El perro estaba tumbado en la posición que Barker nos había descrito, junto a un cubo de agua en el que flotaban algunas moscas. Nos acercamos en silencio hasta una distancia prudencial, y acerqué el candil para que pudiéramos ver mejor al animal. Su pelaje, al igual que la piel del profesor Presbury, parecía ceniciento, sucio y muy deslustrado a la luz de la llama. Y la semejanza con su amo no se quedaba ahí, pues los pellejos de la panza y el lomo también le colgaban.

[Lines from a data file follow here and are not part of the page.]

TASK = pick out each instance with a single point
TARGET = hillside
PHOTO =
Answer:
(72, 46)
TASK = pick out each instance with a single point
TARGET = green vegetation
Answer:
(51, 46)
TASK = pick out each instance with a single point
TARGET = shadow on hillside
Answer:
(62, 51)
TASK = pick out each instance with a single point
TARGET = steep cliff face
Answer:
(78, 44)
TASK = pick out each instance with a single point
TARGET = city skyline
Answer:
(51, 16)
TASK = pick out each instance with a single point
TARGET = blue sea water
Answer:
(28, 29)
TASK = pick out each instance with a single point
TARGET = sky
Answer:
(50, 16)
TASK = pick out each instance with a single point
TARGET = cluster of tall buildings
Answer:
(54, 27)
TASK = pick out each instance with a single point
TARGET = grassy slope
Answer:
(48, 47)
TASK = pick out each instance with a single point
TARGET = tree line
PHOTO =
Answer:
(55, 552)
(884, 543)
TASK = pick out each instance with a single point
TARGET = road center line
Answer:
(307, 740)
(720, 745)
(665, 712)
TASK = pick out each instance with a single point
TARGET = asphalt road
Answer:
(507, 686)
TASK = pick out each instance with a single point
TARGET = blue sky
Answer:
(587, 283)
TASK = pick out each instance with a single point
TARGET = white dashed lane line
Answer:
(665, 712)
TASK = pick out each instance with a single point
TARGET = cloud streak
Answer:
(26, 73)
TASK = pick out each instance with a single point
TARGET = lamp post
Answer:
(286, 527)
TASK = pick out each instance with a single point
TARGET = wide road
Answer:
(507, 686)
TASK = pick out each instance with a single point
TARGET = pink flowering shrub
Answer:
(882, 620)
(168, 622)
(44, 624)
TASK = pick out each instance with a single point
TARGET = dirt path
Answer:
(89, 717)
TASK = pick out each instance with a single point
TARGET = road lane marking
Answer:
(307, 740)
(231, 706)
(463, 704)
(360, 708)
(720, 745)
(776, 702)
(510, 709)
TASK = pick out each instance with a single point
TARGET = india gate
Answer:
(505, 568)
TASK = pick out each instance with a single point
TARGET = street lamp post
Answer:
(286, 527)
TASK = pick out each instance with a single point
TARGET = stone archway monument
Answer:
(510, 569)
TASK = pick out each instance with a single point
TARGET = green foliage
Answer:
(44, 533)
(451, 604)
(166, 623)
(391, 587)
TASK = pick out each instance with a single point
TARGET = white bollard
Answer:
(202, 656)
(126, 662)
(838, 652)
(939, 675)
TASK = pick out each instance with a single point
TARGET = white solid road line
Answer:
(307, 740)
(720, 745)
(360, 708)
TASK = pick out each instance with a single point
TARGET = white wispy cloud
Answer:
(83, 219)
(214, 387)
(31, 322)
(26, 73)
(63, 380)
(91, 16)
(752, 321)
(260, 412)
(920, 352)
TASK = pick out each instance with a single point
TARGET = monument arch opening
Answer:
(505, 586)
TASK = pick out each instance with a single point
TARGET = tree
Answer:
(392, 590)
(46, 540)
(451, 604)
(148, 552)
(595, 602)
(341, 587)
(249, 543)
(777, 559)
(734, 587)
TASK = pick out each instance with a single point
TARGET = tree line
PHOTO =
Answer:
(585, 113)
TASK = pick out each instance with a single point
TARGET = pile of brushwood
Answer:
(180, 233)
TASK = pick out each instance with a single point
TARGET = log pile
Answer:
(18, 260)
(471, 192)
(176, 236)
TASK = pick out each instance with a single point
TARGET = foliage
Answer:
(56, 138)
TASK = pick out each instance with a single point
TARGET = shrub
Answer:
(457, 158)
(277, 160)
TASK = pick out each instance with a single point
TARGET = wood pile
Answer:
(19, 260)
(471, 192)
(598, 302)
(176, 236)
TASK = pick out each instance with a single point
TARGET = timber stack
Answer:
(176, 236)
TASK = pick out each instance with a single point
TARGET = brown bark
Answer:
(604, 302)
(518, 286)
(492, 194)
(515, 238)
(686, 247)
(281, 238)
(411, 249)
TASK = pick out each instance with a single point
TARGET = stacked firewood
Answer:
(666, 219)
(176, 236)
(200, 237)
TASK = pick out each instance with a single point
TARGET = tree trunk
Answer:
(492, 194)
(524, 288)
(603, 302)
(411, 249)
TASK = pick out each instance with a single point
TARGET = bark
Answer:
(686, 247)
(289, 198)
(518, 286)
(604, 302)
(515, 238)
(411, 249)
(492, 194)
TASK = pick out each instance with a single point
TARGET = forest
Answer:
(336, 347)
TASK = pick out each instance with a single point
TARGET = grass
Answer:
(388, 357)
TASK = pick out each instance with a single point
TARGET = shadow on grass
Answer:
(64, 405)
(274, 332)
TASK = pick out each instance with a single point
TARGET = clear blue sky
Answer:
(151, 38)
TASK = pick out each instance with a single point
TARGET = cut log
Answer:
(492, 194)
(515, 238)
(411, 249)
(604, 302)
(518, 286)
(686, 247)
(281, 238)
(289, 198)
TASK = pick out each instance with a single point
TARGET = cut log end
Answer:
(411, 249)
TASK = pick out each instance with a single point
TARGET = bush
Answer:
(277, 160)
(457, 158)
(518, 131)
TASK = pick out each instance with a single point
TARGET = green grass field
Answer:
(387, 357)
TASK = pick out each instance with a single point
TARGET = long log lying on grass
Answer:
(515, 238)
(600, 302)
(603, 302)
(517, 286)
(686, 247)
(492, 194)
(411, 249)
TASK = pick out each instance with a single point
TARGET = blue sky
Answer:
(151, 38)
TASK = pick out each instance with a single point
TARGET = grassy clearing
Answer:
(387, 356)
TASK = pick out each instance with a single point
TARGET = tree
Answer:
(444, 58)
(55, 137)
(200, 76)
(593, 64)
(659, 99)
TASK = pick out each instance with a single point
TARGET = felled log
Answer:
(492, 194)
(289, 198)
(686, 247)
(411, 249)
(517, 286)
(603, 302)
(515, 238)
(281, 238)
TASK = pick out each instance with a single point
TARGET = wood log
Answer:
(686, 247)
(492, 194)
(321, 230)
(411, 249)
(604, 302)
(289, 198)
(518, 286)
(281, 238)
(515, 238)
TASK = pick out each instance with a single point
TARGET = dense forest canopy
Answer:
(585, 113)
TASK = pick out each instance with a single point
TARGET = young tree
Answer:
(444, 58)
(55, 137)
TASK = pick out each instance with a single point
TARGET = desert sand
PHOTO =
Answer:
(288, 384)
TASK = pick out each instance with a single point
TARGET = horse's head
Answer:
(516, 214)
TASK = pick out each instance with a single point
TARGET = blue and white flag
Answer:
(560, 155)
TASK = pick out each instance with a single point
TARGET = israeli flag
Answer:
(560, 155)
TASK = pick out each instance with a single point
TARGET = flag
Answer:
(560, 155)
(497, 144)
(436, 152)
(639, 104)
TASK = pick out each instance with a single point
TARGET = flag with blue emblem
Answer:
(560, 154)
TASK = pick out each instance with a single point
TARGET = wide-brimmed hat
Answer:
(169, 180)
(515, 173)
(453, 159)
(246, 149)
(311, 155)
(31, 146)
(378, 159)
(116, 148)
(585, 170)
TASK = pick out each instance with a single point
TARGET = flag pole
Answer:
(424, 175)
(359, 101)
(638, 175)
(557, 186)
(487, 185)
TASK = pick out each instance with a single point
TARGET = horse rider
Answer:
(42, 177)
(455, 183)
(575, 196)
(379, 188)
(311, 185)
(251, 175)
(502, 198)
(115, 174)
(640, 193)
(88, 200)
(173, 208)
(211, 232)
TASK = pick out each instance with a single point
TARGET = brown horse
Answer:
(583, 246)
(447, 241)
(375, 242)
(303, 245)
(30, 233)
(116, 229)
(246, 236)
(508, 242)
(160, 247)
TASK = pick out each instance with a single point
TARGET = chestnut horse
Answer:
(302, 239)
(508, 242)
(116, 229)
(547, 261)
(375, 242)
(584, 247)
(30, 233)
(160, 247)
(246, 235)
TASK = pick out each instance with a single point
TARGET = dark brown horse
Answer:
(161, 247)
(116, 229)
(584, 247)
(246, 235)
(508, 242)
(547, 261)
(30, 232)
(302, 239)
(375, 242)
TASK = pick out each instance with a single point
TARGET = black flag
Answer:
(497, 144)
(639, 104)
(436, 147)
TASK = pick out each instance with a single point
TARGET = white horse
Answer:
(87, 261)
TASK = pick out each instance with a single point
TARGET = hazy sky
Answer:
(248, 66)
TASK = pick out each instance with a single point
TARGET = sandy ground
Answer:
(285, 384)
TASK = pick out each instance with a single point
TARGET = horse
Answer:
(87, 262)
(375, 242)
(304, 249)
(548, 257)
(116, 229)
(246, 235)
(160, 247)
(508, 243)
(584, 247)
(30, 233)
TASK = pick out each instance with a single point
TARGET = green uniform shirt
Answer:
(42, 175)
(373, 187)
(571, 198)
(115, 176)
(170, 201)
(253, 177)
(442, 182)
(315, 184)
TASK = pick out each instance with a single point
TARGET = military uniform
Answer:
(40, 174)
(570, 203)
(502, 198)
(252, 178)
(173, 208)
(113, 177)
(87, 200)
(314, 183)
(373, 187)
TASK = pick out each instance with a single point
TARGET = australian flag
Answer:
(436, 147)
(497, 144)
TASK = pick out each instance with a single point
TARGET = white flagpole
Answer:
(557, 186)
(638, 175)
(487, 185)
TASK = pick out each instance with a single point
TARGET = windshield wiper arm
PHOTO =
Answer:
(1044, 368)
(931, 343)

—La herida de la cabeza es tal cual la describió Barker —dijo Sherlock Holmes—. Incompatible con la vida, como las puñaladas que recibió el profesor.
En efecto, era la herida producida por un disparo de escopeta. Macphail le había volado parte del cráneo, y no sé si ahí adentro aún quedarían restos de un cerebro canino.
—No se mueve ni respira —dije yo.
—Tampoco lo hacía Presbury —respondió mi jefe. Tomó una larga vara que había junto con los aparejos de la caballería y pinchó el cuerpo en la panza, y después en la cara. Incluso llegó a pinchar al animal en un ojo.
—No reacciona —dije—. Ahora sí que está muerto.
—Espere.
Entonces, Sherlock Holmes me cogió el candil de las manos, arrojó aceite por encima de Roy y después prendió una cerilla.
Hubo una llamarada, y a continuación un gemido agudo que casi me rompió los tímpanos. La criatura se levantó de un salto y se abalanzó sobre nosotros, tirando de la cadena con una fuerza inusitada. Yo caí de espaldas por el susto y el repentino fogonazo, y pude ver cómo la bestia seguía gimiendo mientras ardía. El señor Holmes, que no había perdido la calma, disparó dos veces sobre la criatura, recargó la escopeta y volvió a disparar. El perro siguió estirando de la cadena durante unos segundos, las cuencas de sus ojos ya vacías, envueltas en llamas, como si el mismo fuego nos estuviera diciendo que nos odiaba y que iba a devorarnos. Sus mandíbulas mordían el humo. Pero igual que se había levantado y nos había atacado, se desplomó sobre la tierra y quedó inerte, ardiendo como un horno de leña. El olor a pelo quemado se me metió en la nariz y por mi garganta subieron un par de arcadas, pero no llegué a vomitar el pato asado de Chequers. He visto a los chicos cometer auténticas atrocidades en las calles de Londres con gatos y perros, pero aquello se llevaba la palma.
Cuando me incorporé, Sherlock Holmes seguía observando cómo el cuerpo se quemaba, las llamas reflejadas en la fría mirada del detective. A continuación, se volvió hacia mí y me dijo:
—Bueno, al menos ahora sabemos que se puede matar a esas cosas. Y Macphail tenía razón: el fuego, Mercer, el fuego que todo lo consume, es la respuesta. Si no podemos curarlos, siempre podremos incinerarlos.
El gran Sherlock Holmes estaba sonriendo ante semejante razonamiento, y eso hizo que un escalofrío me recorriera la espalda.